Ortamda Bratz koleksiyoneri bir kız çocuğu olsa, Hadise’yi alıp eve götürebilir mi diye annesinin paçasına yapışabilir, o derece: İçinde Superman logolu bir tişört, üzerinde Amerikan futbolu oynayan üniversite öğrencilerinin giydiği tarzda bir mont, altında skinny jeans, ayağında dunk model Isabel Marant’lar var. Tahminimden daha uzun. Dal gibi incecik. Kabarık, gür, sarı saçları beline uzanıyor. Kaşık kadar yüzünün yarısı göz, yarısı dudak. Ambalajlayıp vitrine koysan, en kapışılan Bratz modeli olmazsa, ben de bir şey bilmiyorum.

Malum, üzerine yukarıda saydıklarımdan daha hafif bir şeyler aldığı fotoğraf çekiminin ardından röportajın başına çöktüğümüzde, “Üşümediniz inşallah?” diye soruyorum. “Yok” diyor, “Çalışırken üşümem ben.”

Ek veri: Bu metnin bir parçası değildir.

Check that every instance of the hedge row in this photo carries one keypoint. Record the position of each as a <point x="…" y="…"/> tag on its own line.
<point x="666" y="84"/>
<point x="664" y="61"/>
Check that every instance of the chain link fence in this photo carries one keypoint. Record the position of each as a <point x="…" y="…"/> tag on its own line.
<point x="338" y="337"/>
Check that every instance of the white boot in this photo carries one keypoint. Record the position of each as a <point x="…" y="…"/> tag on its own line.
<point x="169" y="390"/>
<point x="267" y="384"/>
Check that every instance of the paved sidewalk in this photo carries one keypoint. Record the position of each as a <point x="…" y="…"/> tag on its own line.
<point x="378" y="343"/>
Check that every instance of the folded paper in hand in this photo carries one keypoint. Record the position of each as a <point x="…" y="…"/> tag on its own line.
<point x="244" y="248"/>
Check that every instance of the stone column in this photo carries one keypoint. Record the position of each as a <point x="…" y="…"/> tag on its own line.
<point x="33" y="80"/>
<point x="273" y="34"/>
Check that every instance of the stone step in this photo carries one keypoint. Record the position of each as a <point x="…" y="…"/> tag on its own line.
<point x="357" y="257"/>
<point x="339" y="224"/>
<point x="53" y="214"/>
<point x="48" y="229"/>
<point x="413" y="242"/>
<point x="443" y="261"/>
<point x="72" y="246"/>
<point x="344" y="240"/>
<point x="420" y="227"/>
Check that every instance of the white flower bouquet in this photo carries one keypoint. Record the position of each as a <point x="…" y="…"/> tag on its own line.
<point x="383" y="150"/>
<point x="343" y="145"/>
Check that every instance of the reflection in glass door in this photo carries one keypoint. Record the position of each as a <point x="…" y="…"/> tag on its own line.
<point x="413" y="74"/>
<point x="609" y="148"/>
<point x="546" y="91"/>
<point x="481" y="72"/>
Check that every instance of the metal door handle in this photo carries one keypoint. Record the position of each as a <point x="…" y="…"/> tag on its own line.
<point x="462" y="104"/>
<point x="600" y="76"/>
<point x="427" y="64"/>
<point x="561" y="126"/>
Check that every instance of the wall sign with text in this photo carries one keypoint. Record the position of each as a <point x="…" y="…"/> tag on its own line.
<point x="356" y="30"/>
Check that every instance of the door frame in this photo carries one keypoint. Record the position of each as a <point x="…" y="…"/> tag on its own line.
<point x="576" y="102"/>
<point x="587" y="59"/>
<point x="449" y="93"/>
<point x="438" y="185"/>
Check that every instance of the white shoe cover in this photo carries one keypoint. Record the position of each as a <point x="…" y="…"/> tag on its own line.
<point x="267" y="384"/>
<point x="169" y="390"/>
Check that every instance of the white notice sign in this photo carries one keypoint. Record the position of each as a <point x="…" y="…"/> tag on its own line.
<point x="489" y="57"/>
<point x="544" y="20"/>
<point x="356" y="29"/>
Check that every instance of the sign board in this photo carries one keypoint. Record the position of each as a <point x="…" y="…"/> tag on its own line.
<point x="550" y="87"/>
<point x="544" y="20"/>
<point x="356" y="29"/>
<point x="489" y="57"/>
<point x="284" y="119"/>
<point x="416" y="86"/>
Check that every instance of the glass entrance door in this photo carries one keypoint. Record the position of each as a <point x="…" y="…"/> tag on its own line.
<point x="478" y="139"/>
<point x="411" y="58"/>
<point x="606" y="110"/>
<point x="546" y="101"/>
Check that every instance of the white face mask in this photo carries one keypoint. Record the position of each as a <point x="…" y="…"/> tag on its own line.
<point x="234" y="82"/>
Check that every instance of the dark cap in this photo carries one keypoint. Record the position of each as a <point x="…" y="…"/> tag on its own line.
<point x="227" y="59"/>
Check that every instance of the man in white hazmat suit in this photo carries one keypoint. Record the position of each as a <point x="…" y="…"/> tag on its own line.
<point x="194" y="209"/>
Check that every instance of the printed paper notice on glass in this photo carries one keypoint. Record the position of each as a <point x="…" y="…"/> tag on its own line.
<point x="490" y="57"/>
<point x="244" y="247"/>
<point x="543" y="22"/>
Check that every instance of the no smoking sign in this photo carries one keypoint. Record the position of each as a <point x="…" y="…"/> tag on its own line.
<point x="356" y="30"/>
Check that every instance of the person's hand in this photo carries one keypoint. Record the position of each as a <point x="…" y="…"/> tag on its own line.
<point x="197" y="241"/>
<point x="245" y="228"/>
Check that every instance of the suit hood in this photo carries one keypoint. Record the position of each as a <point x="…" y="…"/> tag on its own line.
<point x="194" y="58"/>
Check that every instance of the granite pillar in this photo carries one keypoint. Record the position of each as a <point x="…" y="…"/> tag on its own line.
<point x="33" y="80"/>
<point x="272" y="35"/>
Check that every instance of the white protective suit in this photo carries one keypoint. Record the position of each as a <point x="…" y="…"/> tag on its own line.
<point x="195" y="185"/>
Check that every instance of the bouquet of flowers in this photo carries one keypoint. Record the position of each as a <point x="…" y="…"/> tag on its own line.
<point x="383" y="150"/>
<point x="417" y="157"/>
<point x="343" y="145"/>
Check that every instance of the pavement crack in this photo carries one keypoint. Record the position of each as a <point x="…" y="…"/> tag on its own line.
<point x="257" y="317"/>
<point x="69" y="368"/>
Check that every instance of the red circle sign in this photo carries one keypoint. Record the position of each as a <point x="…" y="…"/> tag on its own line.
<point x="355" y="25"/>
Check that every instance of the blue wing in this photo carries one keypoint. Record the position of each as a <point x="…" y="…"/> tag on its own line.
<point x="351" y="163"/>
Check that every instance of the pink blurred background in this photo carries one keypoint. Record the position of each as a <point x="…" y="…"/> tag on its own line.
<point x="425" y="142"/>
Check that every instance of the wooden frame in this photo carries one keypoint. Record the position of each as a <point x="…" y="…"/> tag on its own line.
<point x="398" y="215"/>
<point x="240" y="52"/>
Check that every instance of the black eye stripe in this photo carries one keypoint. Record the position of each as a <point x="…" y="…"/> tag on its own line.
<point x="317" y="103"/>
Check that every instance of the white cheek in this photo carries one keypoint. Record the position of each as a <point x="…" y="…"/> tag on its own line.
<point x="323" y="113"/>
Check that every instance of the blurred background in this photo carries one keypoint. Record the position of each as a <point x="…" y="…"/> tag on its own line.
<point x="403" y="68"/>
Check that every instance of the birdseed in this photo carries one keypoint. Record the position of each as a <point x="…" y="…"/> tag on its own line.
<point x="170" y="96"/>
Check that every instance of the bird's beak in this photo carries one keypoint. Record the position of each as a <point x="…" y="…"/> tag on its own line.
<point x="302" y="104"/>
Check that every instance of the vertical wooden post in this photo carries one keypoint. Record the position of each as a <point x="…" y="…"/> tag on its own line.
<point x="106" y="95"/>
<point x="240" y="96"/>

Bu durumda ergenliğinden beri pek üşümediği tahmininde bulunabilir insan. Çok küçük yaşlardan beri kendi parasını kazanıyor: “Annemle babam ben 11 yaşımdayken ayrıldı. Babamla çok fazla görüşmesem de ikisinin de yeri bende ayrı. Bence güzel yürüttüler, ikisini de tebrik etmek lazım. Annem ev hanımıydı, çalışmıyordu, bu yüzden, nasıl desem, biz genç yaşta çalışmayı öğrendik. Hafta sonları bir fırında çalışırdım 15 yaşındayken. Sonra 16 yaşında bir elbise mağazasında çalışmaya başladım yine cumartesi-pazarları. O dönem liseyi bitirmiştim, marketing okumaya başlamıştım başka bir şehirde. Yurtta kalıyordum. Harçlığımı çıkarabilmek için işe gidiyordum hafta sonları. Aynı dönem, müzik kariyerim başladı zaten.”